Internal competition
The analysis also found that ESSER spending created a staffing conundrum within school districts: In some cases, emergency funds were spent at higher rates in a district's wealthier schools, despite needs. of additional staff in the highest poverty schools.
Roza says district leaders whom researchers interviewed about the problem reported that staff vacancies were typically filled first in schools with lower poverty rates, sometimes with district employees seeking to transfer from schools with higher poverty levels. high.
That exacerbated staffing problems at higher-poverty schools, which were then left trying to fill newly created ESSER-funded jobs and replace staff who moved across the district.
“Let's say San Diego said, 'I'm going to put a reading coach, a nurse, or a parent coordinator in every school,'” Roza says. “Immediately those positions were filled first in the wealthiest schools. We see this all the time when teachers migrate to less-poor schools, so they may have actually created another vacancy in their high-poverty school.”
Without looking back
When it came to contracts for services like tutoring or educational technology funded by ESSER, Roza says she and her fellow researchers found that school districts frequently renewed those contracts the following year without even reviewing whether they were worth the money.
According to the analysis, that was one of a litany of ways in which contracted services were operating ineffectively.
“Let's say you have a restaurant or something. If they're going to spend money on a vendor's product, they're going to make sure they're getting value out of it,” Roza says, “or they're going to reduce it, because it's important to their bottom line. “The market is not working as well in the public education space.”
Roza says there is no one to blame in the system. An example of how money could be wasted through a contract, he offers, would be when a math coordinator requests a program for teachers who end up not using it much. But then the coordinator leaves his position for a promotion or a job outside the district, and his replacement renews the unused program without investigating whether it is necessary; It was simply part of the budget he inherited.
“(Districts) got all this new money, and some of them actually spent more money on vendors that have good products across the board,” Roza says. “But they don't necessarily buy the best products, get what they need, get the most out of what they bought, or even check to see if it worked. We hear this even from suppliers who are frustrated with this.”
Reading results
Edunomics Lab's analysis found that when it came to improving reading scores, identifying more students with reading disabilities did not always lead to an improvement in their reading ability.
Where did the investment in reading pay off? Roza says districts were most successful when they first improved reading instruction for general education students—that is, through instruction that is based on the science of reading. When a student immersed in that type of reading instruction is identified as needing special education services, Roza explains, they will already have a solid foundation on which to continue building.

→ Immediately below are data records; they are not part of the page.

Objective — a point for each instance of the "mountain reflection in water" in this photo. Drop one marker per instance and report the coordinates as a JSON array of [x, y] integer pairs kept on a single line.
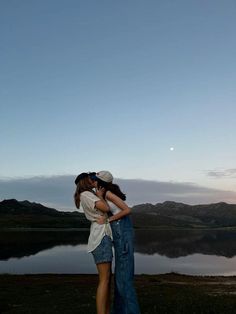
[[172, 244]]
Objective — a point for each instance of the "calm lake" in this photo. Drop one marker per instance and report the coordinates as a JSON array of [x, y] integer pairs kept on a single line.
[[156, 251]]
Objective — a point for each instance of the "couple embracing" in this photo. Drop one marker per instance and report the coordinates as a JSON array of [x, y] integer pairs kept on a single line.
[[104, 205]]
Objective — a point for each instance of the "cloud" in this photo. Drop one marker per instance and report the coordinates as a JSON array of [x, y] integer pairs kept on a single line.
[[57, 191], [224, 173]]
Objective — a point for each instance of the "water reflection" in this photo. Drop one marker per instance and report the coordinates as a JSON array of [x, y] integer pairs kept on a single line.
[[172, 243], [176, 243], [198, 252]]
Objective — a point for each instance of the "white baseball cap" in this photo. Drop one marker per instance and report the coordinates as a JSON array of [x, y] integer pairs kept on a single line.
[[105, 176]]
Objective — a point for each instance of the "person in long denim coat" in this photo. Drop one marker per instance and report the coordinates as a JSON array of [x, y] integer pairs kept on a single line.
[[125, 299]]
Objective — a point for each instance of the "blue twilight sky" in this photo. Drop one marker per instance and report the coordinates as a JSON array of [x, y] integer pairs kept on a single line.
[[145, 89]]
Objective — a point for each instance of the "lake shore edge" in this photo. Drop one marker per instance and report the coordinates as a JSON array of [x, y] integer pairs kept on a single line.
[[75, 293]]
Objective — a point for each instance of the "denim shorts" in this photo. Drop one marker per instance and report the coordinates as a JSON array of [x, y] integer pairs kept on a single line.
[[103, 252]]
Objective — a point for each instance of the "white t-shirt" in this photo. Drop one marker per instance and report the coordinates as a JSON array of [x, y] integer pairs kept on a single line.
[[97, 231]]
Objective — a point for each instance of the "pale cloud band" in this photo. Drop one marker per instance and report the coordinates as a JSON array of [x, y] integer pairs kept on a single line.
[[57, 191], [222, 173]]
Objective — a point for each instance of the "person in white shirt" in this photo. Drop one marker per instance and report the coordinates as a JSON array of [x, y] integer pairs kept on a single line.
[[100, 238], [125, 299]]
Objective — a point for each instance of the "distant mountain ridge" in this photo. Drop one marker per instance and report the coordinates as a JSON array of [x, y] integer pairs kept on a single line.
[[183, 215], [27, 214]]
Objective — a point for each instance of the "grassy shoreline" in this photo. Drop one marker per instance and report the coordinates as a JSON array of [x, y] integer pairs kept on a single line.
[[168, 293]]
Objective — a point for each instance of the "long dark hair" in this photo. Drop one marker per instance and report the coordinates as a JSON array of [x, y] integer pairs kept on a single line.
[[114, 188], [82, 186]]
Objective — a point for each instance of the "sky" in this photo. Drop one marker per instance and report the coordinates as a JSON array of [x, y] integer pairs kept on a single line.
[[145, 89]]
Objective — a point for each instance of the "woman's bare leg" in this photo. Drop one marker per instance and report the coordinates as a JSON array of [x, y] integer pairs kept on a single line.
[[103, 290]]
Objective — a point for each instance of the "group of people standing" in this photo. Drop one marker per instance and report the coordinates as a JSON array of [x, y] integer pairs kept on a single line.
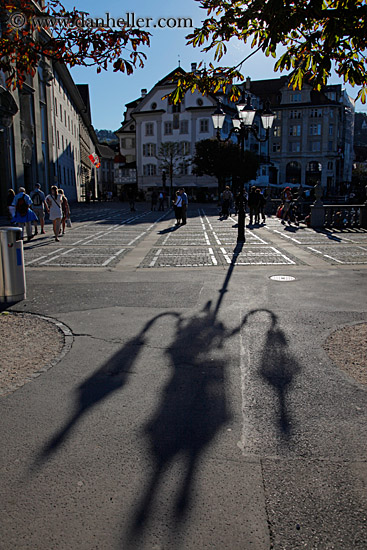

“Fewer of them will be referred to special education for reading problems,” Roza says, “because having that kind of good basic instruction from the beginning really helped them.”
Broken budget process
Similar to the problems with contract work, the analysis found that school districts tended to continue spending ESSER funds on programs for several years without reviewing their results.
Part of the problem is that the district's budget cycles require them to finalize next year's budgets before getting the previous year's standardized test results, leaving little to no room to adjust spending based on student performance. .
In one case, Roza says, a district leader reported having to finalize a budget an entire year in advance, locking him into expenses that may or may not be ideal for students' needs.
“In the first full year that American Rescue Plan pandemic relief funds were available, districts spent only 14 percent of the grant funds, largely because those monies were held up in the budget cycles of the districts that did not leave room for a more agile and urgent response. ”, according to the analysis.
Ultimately, Roza says that while data averages help researchers describe the relationship between ESSER spending and student outcomes, that doesn't mean the average reflects the reality of each school district. There are big differences between districts, he says, and some of them buck the trends.
“People still want to say 'the average district,' and the average includes districts that have done great and some that haven't,” Roza warns, “so it's no good trying to apply our average findings to each individual district.”